A China e os Estados Unidos transitam a pandemia de forma divergente. Enquanto o gigante asiático desacelerou seu crescimento econômico e se posicionou como provedor de recursos e ajudas sanitárias, os Estados Unidos sofreram de cheio o impacto do coronavírus e teve um caminho de governo, em plena pandemia, que o obriga a definir seu rumo no novo cenário internacional. Nesta situação, a pergunta pela disputa global entre as potências se torna impostergável.
Martín Canziani entrevista Esteban Actis, Página/12 / IHU-Unisinos, 18 de março de 2021. A tradução é do Cepat.
A pandemia mudou o rumo das relações entre a China e os Estados Unidos ou acelerou algo que já estava acontecendo?

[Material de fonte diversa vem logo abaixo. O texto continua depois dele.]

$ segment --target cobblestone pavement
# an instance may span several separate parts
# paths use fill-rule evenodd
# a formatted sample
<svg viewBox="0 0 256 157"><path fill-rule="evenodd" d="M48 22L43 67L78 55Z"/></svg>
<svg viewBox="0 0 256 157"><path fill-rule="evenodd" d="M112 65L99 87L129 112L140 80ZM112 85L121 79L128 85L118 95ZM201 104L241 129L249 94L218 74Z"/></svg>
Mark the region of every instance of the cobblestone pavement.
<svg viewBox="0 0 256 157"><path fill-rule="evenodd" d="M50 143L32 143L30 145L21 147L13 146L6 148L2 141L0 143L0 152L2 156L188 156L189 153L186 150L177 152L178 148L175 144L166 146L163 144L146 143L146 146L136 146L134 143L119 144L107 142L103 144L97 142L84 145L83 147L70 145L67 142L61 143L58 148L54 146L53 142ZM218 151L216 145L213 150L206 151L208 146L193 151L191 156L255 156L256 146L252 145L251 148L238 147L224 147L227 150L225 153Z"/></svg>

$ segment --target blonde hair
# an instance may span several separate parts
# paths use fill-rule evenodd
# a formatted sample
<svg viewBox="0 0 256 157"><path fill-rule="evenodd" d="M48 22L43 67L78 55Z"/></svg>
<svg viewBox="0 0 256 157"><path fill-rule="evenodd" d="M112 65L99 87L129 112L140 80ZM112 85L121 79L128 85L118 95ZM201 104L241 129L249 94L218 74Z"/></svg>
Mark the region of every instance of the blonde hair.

Veio acelerar um conjunto de tendências profundas que já estavam presentes no cenário internacional, e a mais significativa é a disputa entre os Estados Unidos e a China. O que mudou é que este evento global demonstrou um conjunto de aspectos, onde os mais relevantes são a dificuldade na cooperação entre os dois Estados mais importantes do cenário internacional, a crise de liderança que o mundo vive e a vontade da China de ocupar esse papel, apesar da desconfiança da comunidade internacional e as limitações próprias.
A liderança global dos Estados Unidos está comprometida?
A crise de liderança que o mundo atravessa tem como manifestação a incapacidade dos Estados Unidos em oferecer bens públicos globais e de que sejam aceitos. Trata-se da capacidade de prover as construções que em um sistema anárquico, onde não há um governo acima dos Estados, quem deve prover estabilidade econômica, financeira e militar global é aquele que precisa arcar com gastos para sustentar a estabilidade.
Também precisa fornecer certa narrativa ou ideias que determinem uma hegemonia através de sua cultura e do modelo de desenvolvimento, algo que os Estados Unidos vêm fazendo durante os últimos 100 anos. No entanto, nos últimos tempos, os Estados Unidos perderam essa capacidade e a pandemia é uma clara demonstração disso.
A China é o país que hoje conta com maiores recursos duros e materiais de poder. Aí estão inseridos seus bancos multilaterais de desenvolvimento, a rota da seda e as facilidades de financiamento produtivo que a potência asiática oferece, mas não é o necessário para preencher a lacuna que a faça ocupar o lugar dos Estados Unidos.
As democracias do ocidente podem competir com o regime de partido único chinês?
A experiência chinesa colocou em tensão uma ideia que estava muito enraizada na economia internacional: só há progresso sustentável através de uma democracia liberal de mercado. A China, com um capitalismo de Estado e um regime político que não é uma democracia, teve êxitos econômicos tangíveis, em um contexto onde as democracias ocidentais se estagnaram em seu desenvolvimento.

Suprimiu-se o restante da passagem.